# Plastic toys as docorations?



## Sivan (Aug 30, 2010)

I was thinking about what kind of aquarium decorations to have for my future tank. I've decided on a natural look with rocks and fake plants. Then, I had a geeky idea that I almost want to try.

I would love to see a Pokemon themed aquarium blended into a natural themed aquarium. I know that a lot of cartoon characters end up as decorations, such as Sponge Bob, and was disappointed to see that no Pokemon decorations exist. I know some people use legos in their tanks after washing/soaking them in hot, hot, water. Could the same be used on Pokemon figurines? I don't know what kind of chemicals a plastic toy would give off over time and although chance are I won't make the tank or at least won't make it immediately if it is possible, I am curious.

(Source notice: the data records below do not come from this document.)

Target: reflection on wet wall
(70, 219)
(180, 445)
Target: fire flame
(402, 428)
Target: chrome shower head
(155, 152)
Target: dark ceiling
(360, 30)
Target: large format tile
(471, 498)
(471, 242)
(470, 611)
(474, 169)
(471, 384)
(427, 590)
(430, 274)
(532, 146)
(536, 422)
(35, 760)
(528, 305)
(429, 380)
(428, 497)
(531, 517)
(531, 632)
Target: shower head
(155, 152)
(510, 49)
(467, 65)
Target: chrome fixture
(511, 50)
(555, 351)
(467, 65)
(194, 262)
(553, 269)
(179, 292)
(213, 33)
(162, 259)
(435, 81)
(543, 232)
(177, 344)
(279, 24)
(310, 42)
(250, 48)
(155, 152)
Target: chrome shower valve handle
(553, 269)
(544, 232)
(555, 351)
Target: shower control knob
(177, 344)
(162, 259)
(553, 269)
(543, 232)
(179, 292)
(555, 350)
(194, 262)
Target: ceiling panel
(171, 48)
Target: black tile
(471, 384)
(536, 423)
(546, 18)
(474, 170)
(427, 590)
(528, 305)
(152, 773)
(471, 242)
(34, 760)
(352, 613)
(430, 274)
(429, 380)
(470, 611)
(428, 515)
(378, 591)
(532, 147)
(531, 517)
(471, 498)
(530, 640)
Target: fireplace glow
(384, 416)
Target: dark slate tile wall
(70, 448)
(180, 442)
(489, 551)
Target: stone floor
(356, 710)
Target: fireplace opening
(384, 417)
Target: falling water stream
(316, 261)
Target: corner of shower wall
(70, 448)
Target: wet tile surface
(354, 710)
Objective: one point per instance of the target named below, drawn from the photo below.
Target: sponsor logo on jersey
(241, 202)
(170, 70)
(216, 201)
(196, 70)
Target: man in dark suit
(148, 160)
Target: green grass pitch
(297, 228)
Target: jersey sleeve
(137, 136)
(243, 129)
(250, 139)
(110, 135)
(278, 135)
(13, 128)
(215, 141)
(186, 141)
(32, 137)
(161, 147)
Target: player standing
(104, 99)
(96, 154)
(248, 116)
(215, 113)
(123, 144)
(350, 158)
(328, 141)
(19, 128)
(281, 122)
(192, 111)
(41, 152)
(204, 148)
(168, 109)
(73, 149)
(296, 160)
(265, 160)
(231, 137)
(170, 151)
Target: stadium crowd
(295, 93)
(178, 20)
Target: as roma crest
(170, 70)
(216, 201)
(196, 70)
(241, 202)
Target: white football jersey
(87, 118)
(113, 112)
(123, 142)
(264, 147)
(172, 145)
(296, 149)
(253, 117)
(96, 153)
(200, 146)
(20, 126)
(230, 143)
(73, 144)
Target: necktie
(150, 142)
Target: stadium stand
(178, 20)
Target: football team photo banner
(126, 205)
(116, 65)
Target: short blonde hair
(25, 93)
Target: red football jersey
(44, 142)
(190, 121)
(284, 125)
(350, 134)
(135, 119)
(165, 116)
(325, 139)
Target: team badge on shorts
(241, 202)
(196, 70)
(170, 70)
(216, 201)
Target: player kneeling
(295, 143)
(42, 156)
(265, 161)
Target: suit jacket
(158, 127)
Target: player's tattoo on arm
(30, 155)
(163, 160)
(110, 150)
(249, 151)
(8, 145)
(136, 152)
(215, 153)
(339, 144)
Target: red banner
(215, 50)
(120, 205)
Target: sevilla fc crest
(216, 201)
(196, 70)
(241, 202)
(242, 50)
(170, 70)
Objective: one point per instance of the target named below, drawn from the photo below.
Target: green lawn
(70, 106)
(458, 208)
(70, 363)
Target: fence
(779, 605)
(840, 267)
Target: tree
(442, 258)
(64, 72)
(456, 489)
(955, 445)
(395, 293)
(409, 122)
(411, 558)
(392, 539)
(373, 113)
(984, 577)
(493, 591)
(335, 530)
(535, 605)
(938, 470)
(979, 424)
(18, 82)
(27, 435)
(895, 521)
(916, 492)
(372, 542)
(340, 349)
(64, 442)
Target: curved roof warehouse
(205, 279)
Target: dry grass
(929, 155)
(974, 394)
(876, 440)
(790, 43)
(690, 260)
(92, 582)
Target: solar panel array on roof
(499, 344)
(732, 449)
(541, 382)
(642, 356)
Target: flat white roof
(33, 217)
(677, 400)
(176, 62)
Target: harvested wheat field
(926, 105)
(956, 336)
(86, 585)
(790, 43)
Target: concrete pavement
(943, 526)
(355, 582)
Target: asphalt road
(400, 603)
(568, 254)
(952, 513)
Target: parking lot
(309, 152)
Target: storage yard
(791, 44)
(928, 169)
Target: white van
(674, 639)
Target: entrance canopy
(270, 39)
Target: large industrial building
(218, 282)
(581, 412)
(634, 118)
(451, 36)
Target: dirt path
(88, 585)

I wouldn't put a whole lot in there. I would love to place in a few Starmie and Staryu, maybe a Squirtle and/or Magicarp, since these Pokemon look like actual aquatic creatures. I thought it would be fun to blend them into an otherwise natural tank.

I know that there are bath toys and rubber figures that would not be rough on the betta's fins but...the possible chemicals make me not want to try.


----------



## Fritz (Mar 1, 2012)

Legos might be OK because they are pure plastic but most figurines are painted. The paint they use on the toys are most likely not aquarium safe and could chip off or dissolve in the water harming your fish. However I'm not an expert so I'm not sure. If it were me I wouldn't chance it.


----------



## carzz (Mar 8, 2011)

Only used legos that have no paint and/or stickers. Figurines would be okay if they had a sealer. I don't known what it's called, but you'll paint it let dry and repeat. It seals the paint and works like a gloss and is fish safe.  try googling


----------



## Sivan (Aug 30, 2010)

Interesting. I wouldn't use the the mini figures but rather the hard plastic ones that look...friendlier for an aquarium. How do you know what kind of paint or sealer was used?


----------



## BETTACHKALOVE (Nov 22, 2010)

check this link http://www.bettafish.com/showthread.php?t=96441


----------